Today it’s not uncommon for no-fault associates (or what’s left of them) to earn as little as 25 K a year,with turnover measured in hours opposed to months. After just 6 weeks at my first no-fault gig, I’d already risen 7 seniority notches on the letterhead. But wait: this “firm” gets even funnier:
Too stingy to buy motion-exhibit tabs, they’d instead have us cannibalize incoming papers for their office-supply content.
“Just pry apart the Velotex binding and yank the fuckers out”, said the partner. He even had a custom-bent screwdriver designed just for that purpose. We associates swapped these exhibit tabs like inmates trade smokes. An “Exhibit A” and other high-alphabet letters were always in short supply, whereas a “Q” was common as cabbage. Whenever someone quit we’d quickly plunder his desk to “stock up” on these much-needed supplies. One nasty, rodent-like guy who’d lasted 10 months had a real motherlode: eight “A’s” and eleven “B’s” stashed in his drawer. Or should I say “under his drawer.” Well hidden-the prick. For what motion he was saving them I have no idea. We called him “the squirrel.”

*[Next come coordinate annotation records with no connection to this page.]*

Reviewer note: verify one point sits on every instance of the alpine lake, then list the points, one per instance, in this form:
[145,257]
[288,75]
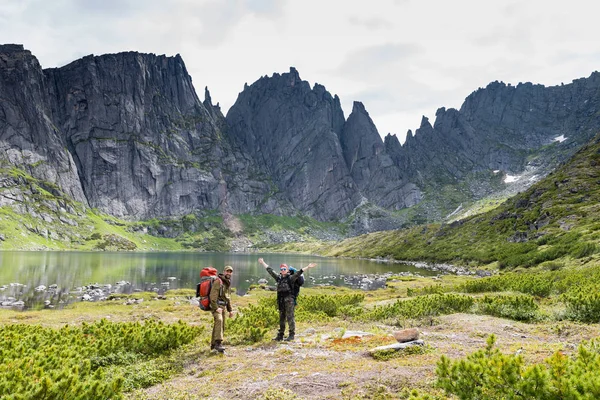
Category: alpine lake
[48,279]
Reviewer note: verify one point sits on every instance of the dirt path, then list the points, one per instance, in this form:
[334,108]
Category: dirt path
[316,367]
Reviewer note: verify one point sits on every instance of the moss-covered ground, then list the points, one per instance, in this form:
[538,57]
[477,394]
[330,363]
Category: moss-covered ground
[454,314]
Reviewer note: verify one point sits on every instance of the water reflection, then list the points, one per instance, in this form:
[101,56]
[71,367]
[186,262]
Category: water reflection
[47,279]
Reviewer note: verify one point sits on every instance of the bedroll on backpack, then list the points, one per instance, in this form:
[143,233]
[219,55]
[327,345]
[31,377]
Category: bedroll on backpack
[207,277]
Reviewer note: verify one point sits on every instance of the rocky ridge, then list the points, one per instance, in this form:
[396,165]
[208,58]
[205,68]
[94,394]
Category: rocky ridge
[126,134]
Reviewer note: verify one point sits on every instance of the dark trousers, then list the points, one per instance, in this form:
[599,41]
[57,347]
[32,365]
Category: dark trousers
[286,312]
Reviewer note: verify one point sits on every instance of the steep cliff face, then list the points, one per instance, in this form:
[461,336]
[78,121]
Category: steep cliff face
[293,131]
[31,148]
[372,169]
[524,131]
[143,142]
[127,134]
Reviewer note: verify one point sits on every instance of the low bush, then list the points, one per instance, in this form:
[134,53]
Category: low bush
[489,374]
[517,307]
[44,363]
[583,304]
[420,307]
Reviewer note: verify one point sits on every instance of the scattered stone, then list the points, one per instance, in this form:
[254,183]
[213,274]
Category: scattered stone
[406,335]
[349,334]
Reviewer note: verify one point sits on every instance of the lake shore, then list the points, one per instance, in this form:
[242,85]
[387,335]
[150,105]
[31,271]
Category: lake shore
[323,362]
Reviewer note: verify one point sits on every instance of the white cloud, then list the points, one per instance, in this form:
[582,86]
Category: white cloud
[400,58]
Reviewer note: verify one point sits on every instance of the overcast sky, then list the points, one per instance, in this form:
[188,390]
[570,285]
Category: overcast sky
[401,58]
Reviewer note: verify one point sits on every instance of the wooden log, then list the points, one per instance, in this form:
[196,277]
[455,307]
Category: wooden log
[397,346]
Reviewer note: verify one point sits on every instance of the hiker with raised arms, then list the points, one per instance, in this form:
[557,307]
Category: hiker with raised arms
[220,299]
[285,296]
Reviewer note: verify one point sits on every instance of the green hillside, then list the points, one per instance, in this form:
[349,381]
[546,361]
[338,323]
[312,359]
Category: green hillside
[554,223]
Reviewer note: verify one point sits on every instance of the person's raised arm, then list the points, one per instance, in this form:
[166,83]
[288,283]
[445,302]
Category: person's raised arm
[301,271]
[311,265]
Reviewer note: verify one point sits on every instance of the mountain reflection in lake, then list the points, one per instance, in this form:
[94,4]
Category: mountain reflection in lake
[48,279]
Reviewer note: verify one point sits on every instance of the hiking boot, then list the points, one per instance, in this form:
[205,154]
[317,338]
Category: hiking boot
[279,337]
[219,347]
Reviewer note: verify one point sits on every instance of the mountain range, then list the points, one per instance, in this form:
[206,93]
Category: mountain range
[126,135]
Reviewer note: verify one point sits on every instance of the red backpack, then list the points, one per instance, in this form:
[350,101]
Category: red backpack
[207,277]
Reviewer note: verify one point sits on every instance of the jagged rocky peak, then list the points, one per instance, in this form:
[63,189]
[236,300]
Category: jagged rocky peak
[293,131]
[144,144]
[374,170]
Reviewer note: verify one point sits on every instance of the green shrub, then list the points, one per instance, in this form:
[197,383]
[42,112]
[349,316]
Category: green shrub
[38,362]
[489,374]
[583,250]
[420,307]
[328,304]
[252,323]
[583,304]
[517,307]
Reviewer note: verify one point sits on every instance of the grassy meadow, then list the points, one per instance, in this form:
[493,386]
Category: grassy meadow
[533,327]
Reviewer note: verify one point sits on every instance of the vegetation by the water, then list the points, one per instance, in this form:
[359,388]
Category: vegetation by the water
[489,374]
[86,361]
[553,223]
[138,359]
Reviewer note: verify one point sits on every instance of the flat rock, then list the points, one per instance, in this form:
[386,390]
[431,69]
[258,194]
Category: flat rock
[406,335]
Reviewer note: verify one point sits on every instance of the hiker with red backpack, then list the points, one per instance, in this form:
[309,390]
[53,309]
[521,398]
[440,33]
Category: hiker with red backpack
[286,302]
[214,291]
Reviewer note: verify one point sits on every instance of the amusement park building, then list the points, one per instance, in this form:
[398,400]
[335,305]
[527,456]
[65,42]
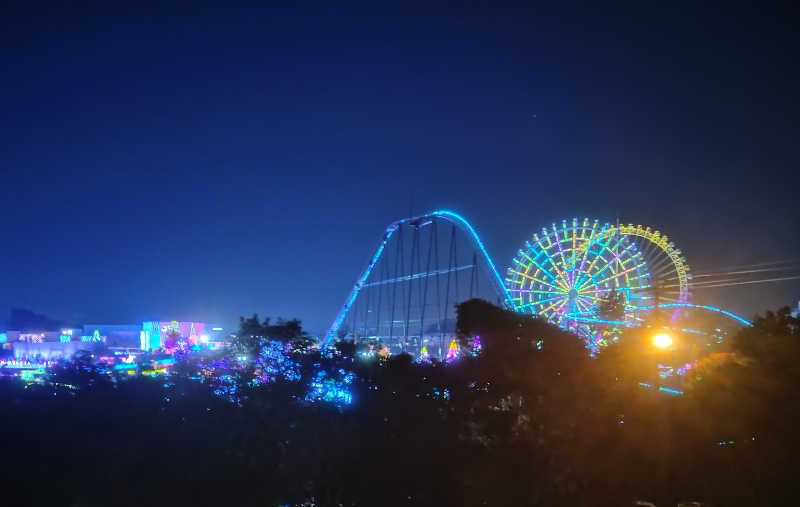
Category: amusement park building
[147,336]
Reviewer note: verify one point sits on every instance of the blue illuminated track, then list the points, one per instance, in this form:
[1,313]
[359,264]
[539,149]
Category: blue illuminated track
[726,313]
[447,215]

This dump also printed us our own cheesy business cards on that perforated cardstock you can buy at Staples. For laughs I’d bring the whole sheet into court and just rip them off as needed, like a dispenser. Once I gave this hot Wilson Elser chick a whole uncut page of them, but she never called me.
Sadly, my once-rising star was an elevator to nowhere. Insurance defense work is so boilerplate and mindless that many firms “dump” experienced associates once a certain salary threshold is reached (roughly 60-65 K). Five year’s experience isn’t worth much more than five minutes, and it’s simply more cost effective to “keep the line moving” with freshly minted suckers from Car’Bozo, Brooklyn, NYLS and other gutter schools than pay experienced associates a living wage. Now that Bangalore &Co. are handling all the paper-churning, these insurance “firms” can simply troll craigslist for per-diem clowns to show up in court and bicker over the cases for as little as $25 a file. Like the Joads in The Grapes of Wrath, these migrant barristers wander the court system like fruit pickers.
The work was beyond mindless. Like the A-Team, if you’ve seen one episode, you’ve seen ‘em all. The characters changed while the script stayed the same. Day after day, year after year, squads of TTT grads trekked off to court, got yelled at/berated by court personnel, and limped back to the office to cut n’ paste the next day’s sad mountain of paperwork together. “Lateral” options from this practice area included can & bottle scrounging, panhandling on the 7 train, or becoming assistant fry cook at Burger King.